BCR signaling in naive and anergic B cells. Antigen triggers signaling that differs between naive and chronically stimulated anergic cells. (A) In naive B cells, antigen engagement triggers activation of SRC-family kinases, including LYN, which catalyzes the dual phosphorylation of immunoreceptor tyrosine-based activatory motifs within CD79A and CD79B. This results in recruitment and activation of SYK and triggers activation of downstream effectors, including protein kinases (AKT, BTK) and adaptors (BLNK), as well as lipid metabolism via lipid kinases (PI3K) and lipases PLCγ2 leading to the production of lipid metabolites, PIP3, DAG and IP3. These pathways are naturally inhibited by LYN-dependent activation of both protein (SHP1) and lipid (SHIP1) phosphatases. (B) In anergic cells, chronic BCR engagement favors mono-phosphorylation of CD79A/B which results in weak SYK activation but efficient LYN activation. Activation of phosphatases, especially SHIP1, further suppress SYK-dependent signaling by preventing accumulation of PIP3, and suppresses activation of BCRs and distinct receptors such as CXCR4. Anergic cells are often characterized by raised basal levels of iCa2+ and ERK phosphorylation. Adapted from Yarkoni et al.
Figure 4.
Figure 4.
Variable BCR signaling responses influence clinical outcome via differential effects on anergy and positive signaling. Antigen engagement appears to be ongoing in all CLL with anergy being the predominant outcome. However, low levels of growth promoting positive signaling may tip the balance towards progressive disease. A temporary imprint of these different tissue-based responses can be detected in circulating CLL cells.
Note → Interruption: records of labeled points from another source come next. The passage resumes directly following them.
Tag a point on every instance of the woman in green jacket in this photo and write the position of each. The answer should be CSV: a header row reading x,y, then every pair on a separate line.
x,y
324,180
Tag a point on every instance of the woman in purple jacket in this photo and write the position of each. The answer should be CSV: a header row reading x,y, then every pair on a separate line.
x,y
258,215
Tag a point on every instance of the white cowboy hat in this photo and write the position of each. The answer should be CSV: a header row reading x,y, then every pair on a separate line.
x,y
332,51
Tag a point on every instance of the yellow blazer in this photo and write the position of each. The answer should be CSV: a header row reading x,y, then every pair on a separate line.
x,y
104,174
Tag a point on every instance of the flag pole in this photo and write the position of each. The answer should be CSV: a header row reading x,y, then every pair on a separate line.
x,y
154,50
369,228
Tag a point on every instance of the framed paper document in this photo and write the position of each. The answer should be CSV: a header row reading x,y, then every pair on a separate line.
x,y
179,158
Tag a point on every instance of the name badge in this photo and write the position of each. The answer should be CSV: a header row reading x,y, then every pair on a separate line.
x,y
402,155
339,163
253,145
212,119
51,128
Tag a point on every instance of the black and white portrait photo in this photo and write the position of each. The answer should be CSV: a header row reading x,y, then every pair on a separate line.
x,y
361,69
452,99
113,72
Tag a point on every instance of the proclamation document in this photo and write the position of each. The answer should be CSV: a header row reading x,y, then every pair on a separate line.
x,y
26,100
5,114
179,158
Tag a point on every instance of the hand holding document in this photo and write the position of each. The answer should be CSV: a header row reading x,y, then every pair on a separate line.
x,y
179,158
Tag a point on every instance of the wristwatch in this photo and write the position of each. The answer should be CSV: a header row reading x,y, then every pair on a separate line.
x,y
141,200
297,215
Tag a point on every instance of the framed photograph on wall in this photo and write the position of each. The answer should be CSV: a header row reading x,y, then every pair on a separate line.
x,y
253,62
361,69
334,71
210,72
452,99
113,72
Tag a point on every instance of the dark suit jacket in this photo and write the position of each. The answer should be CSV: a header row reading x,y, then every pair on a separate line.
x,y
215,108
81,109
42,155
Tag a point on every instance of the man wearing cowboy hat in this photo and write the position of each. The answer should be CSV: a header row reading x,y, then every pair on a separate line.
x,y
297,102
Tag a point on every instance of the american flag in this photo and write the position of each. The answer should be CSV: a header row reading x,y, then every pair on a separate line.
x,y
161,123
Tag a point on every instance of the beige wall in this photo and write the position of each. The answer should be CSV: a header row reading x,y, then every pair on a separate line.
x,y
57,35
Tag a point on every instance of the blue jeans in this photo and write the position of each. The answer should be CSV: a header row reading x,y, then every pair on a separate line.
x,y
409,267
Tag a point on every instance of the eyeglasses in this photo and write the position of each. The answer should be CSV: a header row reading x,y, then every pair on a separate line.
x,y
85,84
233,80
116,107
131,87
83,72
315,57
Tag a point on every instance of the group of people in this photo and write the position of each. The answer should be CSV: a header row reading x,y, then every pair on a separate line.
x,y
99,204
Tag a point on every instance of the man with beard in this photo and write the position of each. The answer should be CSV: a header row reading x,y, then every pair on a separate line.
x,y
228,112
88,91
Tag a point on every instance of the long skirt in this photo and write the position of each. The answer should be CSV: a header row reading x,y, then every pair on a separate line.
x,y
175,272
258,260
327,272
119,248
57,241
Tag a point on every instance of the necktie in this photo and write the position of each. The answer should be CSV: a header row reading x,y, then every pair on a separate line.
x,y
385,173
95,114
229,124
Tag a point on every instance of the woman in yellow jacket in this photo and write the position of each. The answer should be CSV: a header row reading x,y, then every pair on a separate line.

Thus, markers of anergy (sIgM downmodulation, raised basal ERK phosphorylation and NFAT) are more prominent in good prognosis subsets, whereas markers of positive signaling (MYC and MCL1) are associated with a poor prognosis. The balance between anergy and positive signaling is likely to be determined by both intrinsic and extrinsic factors.
Figure 5.
Figure 5.
Potential mechanisms of suppression of anergy-associated apoptosis in CLL. In normal B cells, anergy is associated with increased expression of BIM, and reduced BAFF responsiveness (boxed). In CLL, overexpression of BCL2, commonly associated with loss of suppressive miRNAs on chromosome 13, appears to sequester BIM to suppress apoptosis. Autocrine or paracrine production of BAFF may also play an important role promoting additional survival signals. BH3 mimetics, such as ABT-199 and navitoclax, reverse sequestration of BIM by survival molecules such as BCL2, potentially revealing the pro-apoptotic potential of anergic CLL cells.